Billy Porter is on his lunch break during what many would consider a late dinner. Many members of the press were lucky to gain an audience with the esteemed actor in between his shooting schedule for the second season of FX’s acclaimed show Pose, which focuses on the New York City Ball Scene of the 1980’s. Porter has gained wide praise for his role as Pray Tell, the revered emcee of the scene, and his larger than life personality can be felt as he is eating his catered meal in a Bronx soundstage.
“I’m still going to have to fight that every single day of my life. I’m prepared to do so because service is showing up for myself,” – Billy Porter
The round-table conversation was intended to deal with the premiere of the new season on Tuesday, June 11 — more on that next week — but eventually circled around to Porter’s recent universal acceptance after over 25 years in show business. Much like the characters on the show, Porter, 49, has had to fight through the prejudices in Hollywood surrounding race, sex, and gender, in order to have the world catch up with his true authentic self.
“The thing I love about this show is that it really speaks to the idea that joy is a choice,” says Porter. “It speaks to the idea that life is a choice. You can choose it or not. When you watch people in the depth of the worst kind of circumstances possible, choose life anyway. That’s what this show is about. We’re choosing life anyway when everybody is telling us that we don’t even deserve to exist on this planet, and we’re living through a plague! There’s nothing for these people. Literally nothing. Having been there… on paper I’m not supposed to be here either. On paper I’m a statistic.
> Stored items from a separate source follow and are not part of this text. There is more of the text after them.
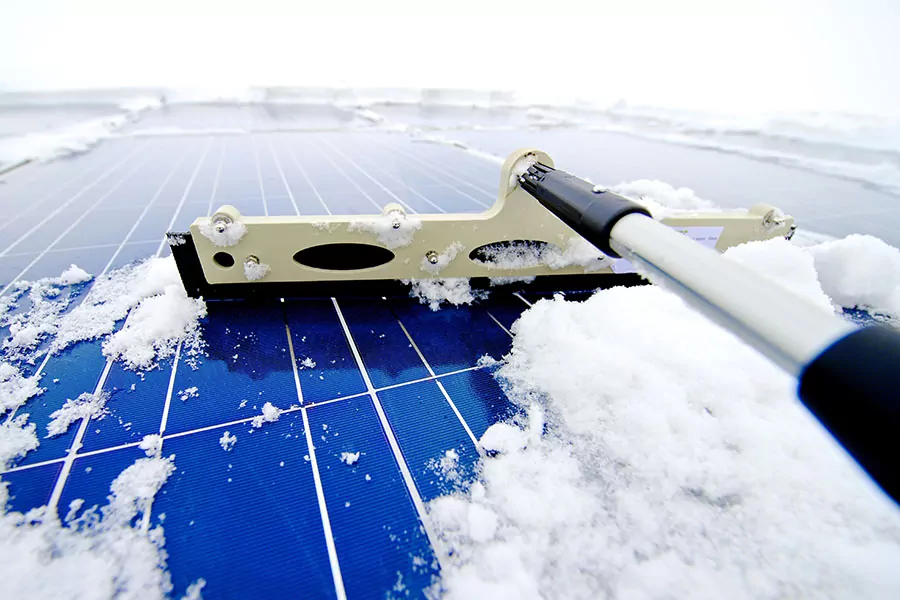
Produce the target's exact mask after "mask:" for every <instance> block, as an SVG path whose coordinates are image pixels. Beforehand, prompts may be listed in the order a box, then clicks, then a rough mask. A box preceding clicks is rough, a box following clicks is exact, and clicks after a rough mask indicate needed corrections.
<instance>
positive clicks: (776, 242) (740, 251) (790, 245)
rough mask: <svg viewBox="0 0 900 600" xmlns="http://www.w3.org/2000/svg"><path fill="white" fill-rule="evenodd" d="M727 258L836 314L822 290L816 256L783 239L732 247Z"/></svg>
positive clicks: (825, 309) (748, 243)
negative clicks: (768, 278)
mask: <svg viewBox="0 0 900 600" xmlns="http://www.w3.org/2000/svg"><path fill="white" fill-rule="evenodd" d="M725 257H726V258H729V259H731V260H733V261H735V262H739V263H741V264H743V265H745V266H748V267H750V268H751V269H753V270H754V271H757V272H759V273H760V274H762V275H764V276H766V277H767V278H769V279H772V280H774V281H775V282H776V283H779V284H781V285H782V286H783V287H785V288H787V289H789V290H791V291H792V292H794V293H796V294H797V295H800V296H803V297H805V298H807V299H808V300H810V301H811V302H813V303H814V304H815V305H816V306H819V307H821V308H822V309H823V310H825V311H827V312H834V308H833V307H832V305H831V300H830V299H829V298H828V296H826V295H825V292H823V291H822V286H821V285H820V284H819V278H818V275H817V274H816V269H815V265H814V261H813V257H812V256H811V255H810V254H809V252H807V251H806V250H804V249H803V248H798V247H797V246H794V245H793V244H791V243H790V242H789V241H787V240H785V239H783V238H775V239H772V240H768V241H765V242H749V243H747V244H741V245H740V246H735V247H733V248H729V249H728V250H726V251H725Z"/></svg>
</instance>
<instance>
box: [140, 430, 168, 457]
mask: <svg viewBox="0 0 900 600" xmlns="http://www.w3.org/2000/svg"><path fill="white" fill-rule="evenodd" d="M138 448H140V449H141V450H143V451H144V453H145V454H146V455H147V456H151V457H153V456H159V455H160V454H162V436H161V435H159V434H158V433H152V434H150V435H145V436H144V437H143V438H142V439H141V443H140V444H138Z"/></svg>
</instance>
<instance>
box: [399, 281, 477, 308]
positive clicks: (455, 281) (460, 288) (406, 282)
mask: <svg viewBox="0 0 900 600" xmlns="http://www.w3.org/2000/svg"><path fill="white" fill-rule="evenodd" d="M402 281H403V283H404V284H406V285H409V286H412V287H411V289H410V291H409V295H410V296H411V297H413V298H418V300H419V302H421V303H422V304H427V305H428V308H430V309H431V310H434V311H436V310H439V309H440V307H441V304H442V303H444V302H447V303H448V304H452V305H453V306H460V305H463V304H471V303H472V302H475V300H479V299H482V298H485V297H487V293H486V292H483V291H474V290H472V287H471V286H470V285H469V280H468V279H465V278H463V277H450V278H447V279H403V280H402Z"/></svg>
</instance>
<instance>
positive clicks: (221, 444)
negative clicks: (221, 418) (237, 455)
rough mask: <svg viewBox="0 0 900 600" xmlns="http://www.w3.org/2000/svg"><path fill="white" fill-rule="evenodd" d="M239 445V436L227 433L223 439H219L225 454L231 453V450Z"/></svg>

Billy Porter, sitting right next to you, is a statistic. But most of us are, and it continues! As the world moves forward and we win some rights and as things get better it gets more and more difficult to explain to people that the disparity is still too much. I think what’s interesting about art, because I always say at what cost, as an entertainer for the first part of my career I went into the what I call the millennium ‘C–n Show’ position where I could do these things to ‘stop shows’. I could entertain you, but the ‘at what cost” part of the story which is my human story, which is the third dimension part of my humanity, is shut out. We don’t want to hear that, just come and entertain me. You black people, you gay people, you whatever. It’s like you can come and sing for me, but you can’t stay at the same hotel. It’s the same s–t.”
It’s hard to believe that someone with such a well-rounded background ranging from theater, music, and screen has had to wait for the world to change in order to balance within his orbit. But, that is something that we need to remember during this historic World Pride. Showing your authentic self is the only way to stand in resistance to those who are trying to silence you. While it has been a long road for Porter, he is certainly not turning back now.
“It’s interesting for me because I was presented, in my hero’s journey, with it 20 years ago, I could stay on this road and be the clown and be the sideman and do the same s–t or I could honor myself, be completely authentic. I chose my authenticity over any version of what the possibility of fame could look like inauthentically. I walked away from it. I walked away from the record contract I had and I took a moment to breathe. I was watching Opera actually, as I am want to do. We’re the Opera generation. It was before I could afford therapy and I was like ‘she’s saying something I need to hear!’ It was her, Maya Angelou and, I think, Iyanla Vanzant, and they were talking about service. When your intention is service, everything else will work itself out. Here I am in show business, and I’m like how can I be of service to something other than my own ego or my own bank account in an industry that is inherently narcissistic. It’s like you need to have some version of ego to simply survive. How does that happen? And the ton of bricks hit me, oh right, everybody is trying to tell me that I can’t do anything unless i act like a straight man. By acting like a straight man, it’s their version of what a straight man means. It’s their version of performed masculinity put on me. It’s actually not about masculinity. It’s about ‘we know you’re gay, so you will never be able to live up to what our version of masculinity is’. Because from the minute that I could comprehend thought, my masculinity was in question. They sent me to the school psychologist everyday when I was 5 years old everyday after school to talk. About what? What are we talking about? So, from the minute I could comprehend anything, I needed to be ‘fixed’. It was 20 years ago when I said ‘I actually don’t need to be fixed’. I’m fine just as I am. I don’t know how to live that way, because everything up until now has told me otherwise. I’m still going to have to fight that every single day of my life. I’m prepared to do so because service is showing up for myself. Being authentic for myself first. We teach people how to treat us. If I don’t treat myself right, nobody else knows how. Now everybody else knows how because for 20 years I’ve been showing people how to do it while showing myself.”